Here's the question:
A sequence $(a_n)$ is defined by $a_1 = 1$ together with the recursive formula $a_{n+1} = \frac{2+2a_n}{2+a_n}$
Prove, by induction or otherwise, that $1 ≤ a_n ≤ 2$ for all $n ∈ N$.
By using induction to get $a_{k+2}$ and setting $a_{k+2} >= a_{k+1}$, you find it is true for $\sqrt{2}$ but don't know the formal way of doing this. How can I then explain that the series stay between $[1,2]$?
On
Expanding my comment: let us set $a_n = \frac{p_n}{q_n}$ and associate $a_n$ to the vector $v_n=(p_n,q_n)^T$.
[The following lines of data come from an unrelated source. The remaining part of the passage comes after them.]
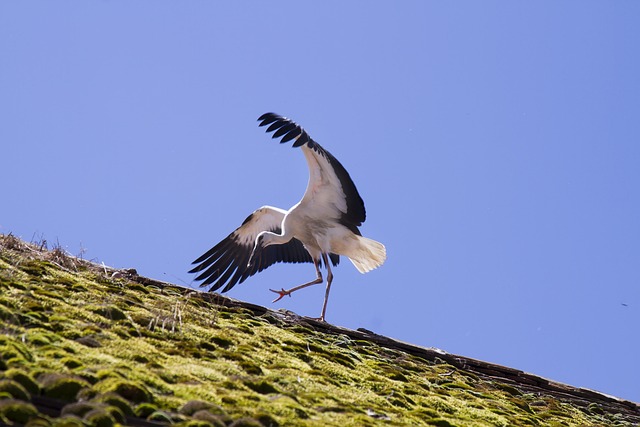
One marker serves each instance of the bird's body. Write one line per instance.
(318, 229)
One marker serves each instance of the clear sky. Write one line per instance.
(496, 146)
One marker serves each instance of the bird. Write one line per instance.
(318, 229)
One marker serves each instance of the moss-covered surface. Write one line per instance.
(81, 345)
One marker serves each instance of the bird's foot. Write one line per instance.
(281, 293)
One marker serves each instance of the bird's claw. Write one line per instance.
(281, 293)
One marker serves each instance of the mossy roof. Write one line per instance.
(83, 344)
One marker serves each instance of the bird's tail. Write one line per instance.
(368, 255)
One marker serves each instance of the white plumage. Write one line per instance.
(318, 229)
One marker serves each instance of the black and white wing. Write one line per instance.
(226, 262)
(330, 189)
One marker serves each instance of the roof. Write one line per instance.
(84, 341)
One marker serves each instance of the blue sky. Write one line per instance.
(496, 146)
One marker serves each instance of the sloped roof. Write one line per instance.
(81, 341)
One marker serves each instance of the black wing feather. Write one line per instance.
(225, 264)
(356, 213)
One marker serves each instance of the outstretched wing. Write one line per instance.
(330, 186)
(226, 262)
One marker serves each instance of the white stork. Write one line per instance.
(319, 228)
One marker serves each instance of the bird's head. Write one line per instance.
(262, 241)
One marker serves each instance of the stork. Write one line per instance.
(318, 229)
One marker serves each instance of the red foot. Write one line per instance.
(281, 293)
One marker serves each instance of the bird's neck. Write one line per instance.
(275, 239)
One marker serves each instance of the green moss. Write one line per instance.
(99, 417)
(173, 356)
(133, 392)
(143, 410)
(16, 411)
(15, 389)
(24, 379)
(246, 422)
(61, 386)
(115, 400)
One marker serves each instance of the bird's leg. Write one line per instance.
(329, 280)
(281, 293)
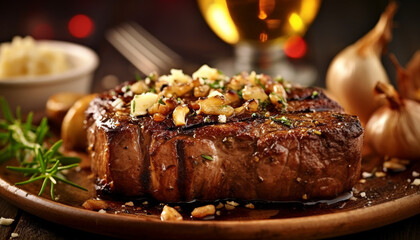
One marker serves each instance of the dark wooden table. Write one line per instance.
(322, 37)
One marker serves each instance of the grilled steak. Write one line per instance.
(309, 149)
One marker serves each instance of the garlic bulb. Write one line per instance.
(408, 79)
(354, 72)
(394, 129)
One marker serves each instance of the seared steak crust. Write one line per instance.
(312, 150)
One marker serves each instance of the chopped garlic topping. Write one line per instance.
(6, 221)
(221, 118)
(142, 102)
(214, 93)
(177, 76)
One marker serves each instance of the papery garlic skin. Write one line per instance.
(395, 132)
(354, 72)
(351, 78)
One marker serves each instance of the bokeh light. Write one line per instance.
(80, 26)
(295, 47)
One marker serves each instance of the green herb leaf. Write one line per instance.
(283, 120)
(161, 101)
(25, 142)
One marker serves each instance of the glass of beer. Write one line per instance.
(258, 29)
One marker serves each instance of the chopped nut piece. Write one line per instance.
(220, 205)
(93, 204)
(139, 87)
(250, 205)
(255, 92)
(203, 211)
(232, 203)
(6, 221)
(179, 115)
(170, 214)
(394, 166)
(416, 182)
(101, 211)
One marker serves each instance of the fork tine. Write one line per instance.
(154, 43)
(138, 60)
(142, 49)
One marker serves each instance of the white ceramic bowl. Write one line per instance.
(31, 93)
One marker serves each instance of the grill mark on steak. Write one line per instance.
(144, 142)
(181, 179)
(265, 163)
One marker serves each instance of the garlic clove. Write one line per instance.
(354, 72)
(394, 130)
(408, 79)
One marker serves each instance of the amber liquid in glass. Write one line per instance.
(258, 20)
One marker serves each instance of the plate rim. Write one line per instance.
(311, 227)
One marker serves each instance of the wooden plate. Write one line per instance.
(377, 202)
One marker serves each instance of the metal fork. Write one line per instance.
(142, 49)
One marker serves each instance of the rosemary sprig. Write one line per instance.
(26, 143)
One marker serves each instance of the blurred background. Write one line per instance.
(180, 25)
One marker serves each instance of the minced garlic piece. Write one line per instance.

Then the recurrence relation
$$ a_{n+1} = \frac{Aa_n+B}{Ca_n+D} $$
can be written as
$$ v_{n+1} = M v_n = M^n v_0,\qquad M=\begin{pmatrix}A & B \\ C & D\end{pmatrix}. $$
If we consider the Jordan normal form of $M$ and apply the Hamilton-Cayley theorem, we have that both the first and the second component of $v_n$ fulfill a linear recurrence relation, whose characteristic polynomial is the characteristic polynomial of the $M$ matrix. If $M$ has distinct eigenvalues $\lambda_1,\lambda_2$ it follows that
$$ a_n = \frac{R\lambda_1^n+S\lambda_2^n}{T\lambda_1^n+U\lambda_2^n} $$
for some constants $R,S,T,U$ which can be found by interpolation.
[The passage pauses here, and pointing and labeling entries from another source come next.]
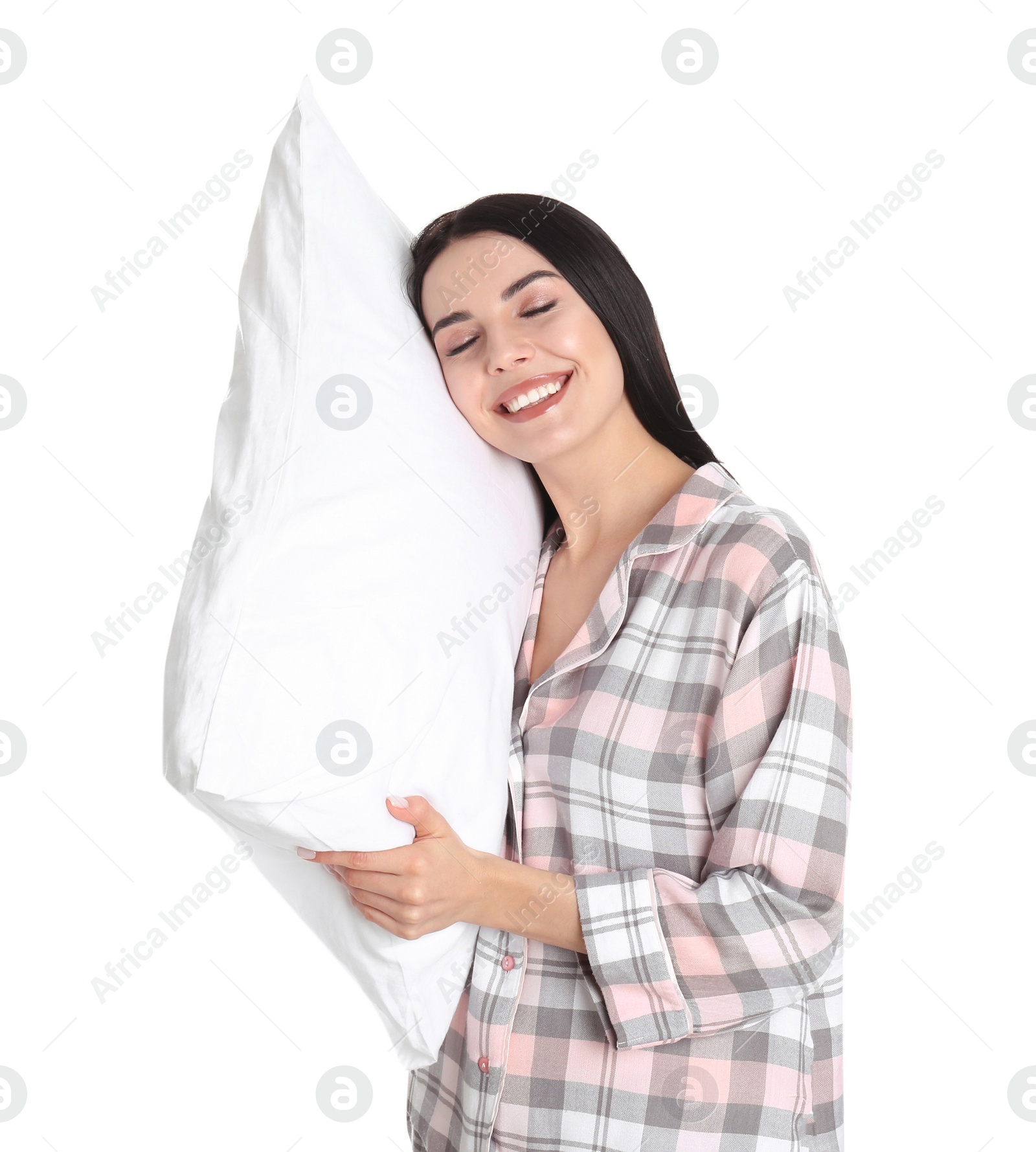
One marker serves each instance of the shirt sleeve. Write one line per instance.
(672, 956)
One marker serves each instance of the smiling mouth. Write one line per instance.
(534, 396)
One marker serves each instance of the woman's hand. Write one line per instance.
(437, 881)
(418, 888)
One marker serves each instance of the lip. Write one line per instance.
(534, 381)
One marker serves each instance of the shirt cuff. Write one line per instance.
(629, 958)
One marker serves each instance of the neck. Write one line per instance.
(610, 488)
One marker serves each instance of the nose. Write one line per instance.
(506, 350)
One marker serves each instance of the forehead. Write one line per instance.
(474, 271)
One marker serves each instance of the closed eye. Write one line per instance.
(543, 308)
(534, 311)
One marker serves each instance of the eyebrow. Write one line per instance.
(507, 294)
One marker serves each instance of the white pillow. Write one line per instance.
(352, 626)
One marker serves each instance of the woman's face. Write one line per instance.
(506, 324)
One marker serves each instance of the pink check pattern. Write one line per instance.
(686, 765)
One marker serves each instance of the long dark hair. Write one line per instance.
(592, 264)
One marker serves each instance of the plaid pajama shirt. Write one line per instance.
(685, 763)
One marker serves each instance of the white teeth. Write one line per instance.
(534, 396)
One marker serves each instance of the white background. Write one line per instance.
(885, 387)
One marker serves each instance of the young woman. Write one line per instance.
(659, 960)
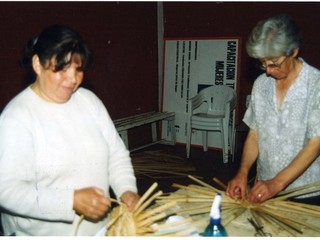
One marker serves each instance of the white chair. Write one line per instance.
(209, 111)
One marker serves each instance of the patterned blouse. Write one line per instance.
(284, 131)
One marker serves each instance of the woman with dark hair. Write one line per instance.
(283, 116)
(59, 150)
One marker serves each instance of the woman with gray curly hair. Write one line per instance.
(283, 116)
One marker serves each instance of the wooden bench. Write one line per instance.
(124, 124)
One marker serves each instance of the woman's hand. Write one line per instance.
(130, 199)
(92, 203)
(237, 187)
(263, 190)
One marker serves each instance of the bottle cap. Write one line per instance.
(215, 208)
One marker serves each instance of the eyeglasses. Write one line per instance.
(273, 65)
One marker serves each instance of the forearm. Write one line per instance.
(250, 153)
(299, 164)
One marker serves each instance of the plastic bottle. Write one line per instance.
(215, 228)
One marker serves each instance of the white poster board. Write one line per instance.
(189, 66)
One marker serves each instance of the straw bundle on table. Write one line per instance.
(277, 213)
(140, 222)
(160, 164)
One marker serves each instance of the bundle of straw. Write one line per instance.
(160, 164)
(141, 221)
(278, 213)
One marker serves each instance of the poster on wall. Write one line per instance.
(189, 66)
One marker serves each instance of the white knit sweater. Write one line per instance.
(48, 150)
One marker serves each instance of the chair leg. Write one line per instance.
(205, 140)
(224, 142)
(188, 141)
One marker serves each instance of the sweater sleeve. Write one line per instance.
(19, 193)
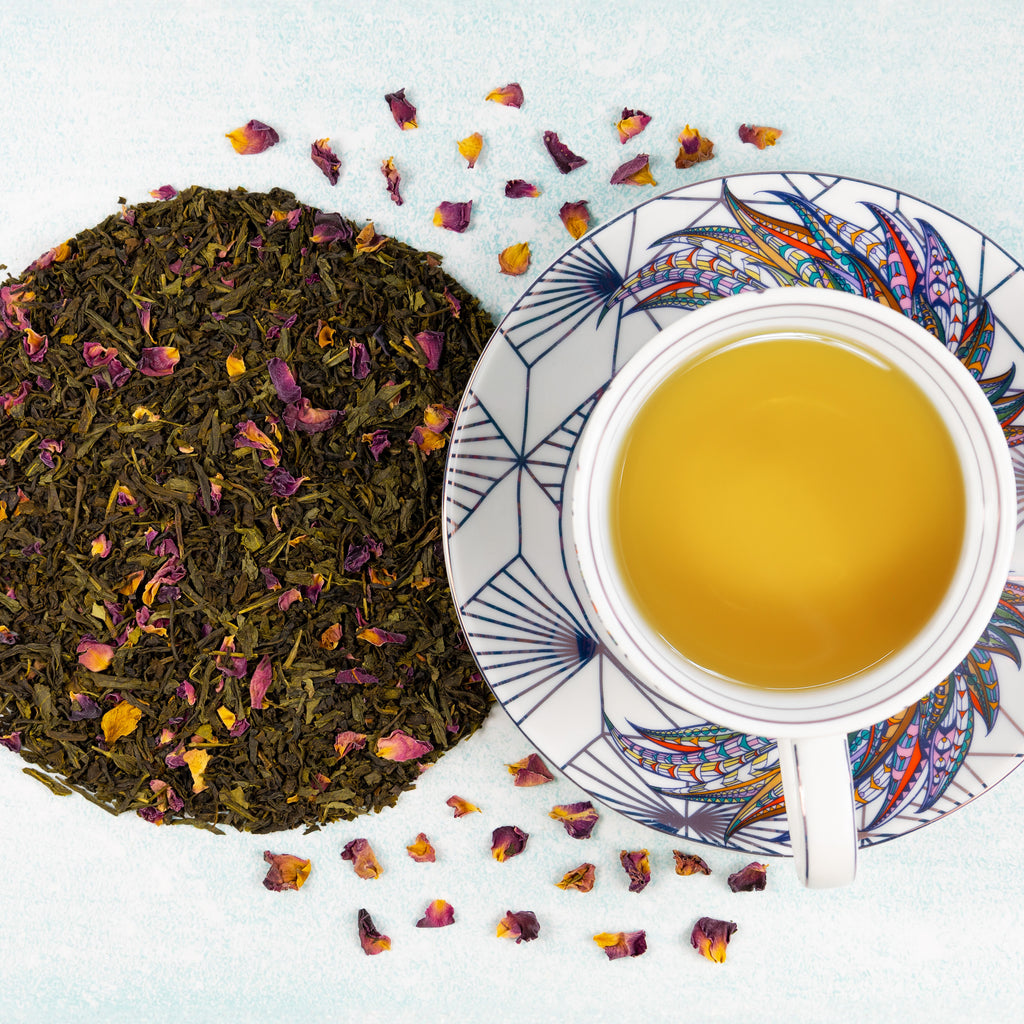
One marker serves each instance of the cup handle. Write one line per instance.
(817, 784)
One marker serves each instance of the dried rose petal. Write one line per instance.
(461, 806)
(689, 863)
(287, 871)
(253, 137)
(579, 819)
(634, 172)
(619, 944)
(470, 147)
(565, 160)
(393, 180)
(454, 216)
(576, 217)
(693, 148)
(637, 866)
(581, 879)
(710, 937)
(365, 862)
(373, 942)
(631, 123)
(751, 879)
(507, 842)
(529, 771)
(519, 925)
(508, 95)
(518, 188)
(421, 851)
(326, 159)
(514, 259)
(399, 745)
(401, 110)
(759, 135)
(437, 914)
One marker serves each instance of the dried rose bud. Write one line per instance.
(576, 217)
(373, 942)
(693, 148)
(253, 137)
(461, 807)
(634, 172)
(751, 879)
(617, 944)
(514, 259)
(637, 866)
(421, 851)
(508, 95)
(326, 159)
(759, 135)
(401, 747)
(579, 819)
(518, 188)
(689, 863)
(507, 842)
(710, 937)
(454, 216)
(529, 771)
(519, 925)
(287, 871)
(401, 110)
(631, 123)
(365, 862)
(437, 914)
(581, 879)
(565, 160)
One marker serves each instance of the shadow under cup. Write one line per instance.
(961, 614)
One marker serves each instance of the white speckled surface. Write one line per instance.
(116, 921)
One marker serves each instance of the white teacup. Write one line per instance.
(809, 723)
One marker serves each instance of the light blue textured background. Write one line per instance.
(115, 921)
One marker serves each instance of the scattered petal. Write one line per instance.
(690, 863)
(693, 148)
(514, 259)
(637, 866)
(576, 217)
(401, 110)
(400, 745)
(751, 879)
(461, 806)
(529, 771)
(121, 720)
(287, 871)
(365, 862)
(579, 819)
(421, 851)
(508, 95)
(759, 135)
(565, 160)
(253, 137)
(619, 944)
(710, 937)
(326, 159)
(581, 879)
(519, 925)
(634, 172)
(470, 146)
(631, 123)
(507, 842)
(373, 942)
(454, 216)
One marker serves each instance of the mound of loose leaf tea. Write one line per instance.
(222, 595)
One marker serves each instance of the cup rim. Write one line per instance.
(989, 529)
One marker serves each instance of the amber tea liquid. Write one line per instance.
(790, 510)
In our case the eigenvalues of $\begin{pmatrix}2 & 2 \\ 1 & 2\end{pmatrix}$ are $2\pm\sqrt{2}$ and
$$ a_n = \frac{\frac{1}{2\sqrt{2}}\left[(2+\sqrt{2})^n-(2-\sqrt{2})^n\right]}{\frac{1}{4}\left[(2+\sqrt{2})^n+(2-\sqrt{2})^n\right]}=\sqrt{2}\,\frac{1-(3-2\sqrt{2})^n}{1+(3-2\sqrt{2})^n}$$
is pretty obviously an element of $[1,2]$ which converges to $\sqrt{2}$ as $n\to +\infty$.
The continued fraction of $a_n$ is either $[1;2,2,\ldots,2,2]$ or $[1;2,2,\ldots,2,3]$.
Induction. Since: $$1 ≤ a_n ≤ 2 \implies 4 ≤ 2+2a_n ≤ 6 \;\;\;{\rm and}\;\;\;3 ≤ 2+a_n ≤ 4$$
so
$$3 ≤ 2+a_n ≤ 4\implies {1\over 4 } \leq {1\over 2+a_n}\leq {1\over 3}$$
so $$1={4\over 4}\leq {2+2a_n\over 2+a_n} \leq {6\over 3} =2$$
so $$1\leq a_{n+1} \leq 2$$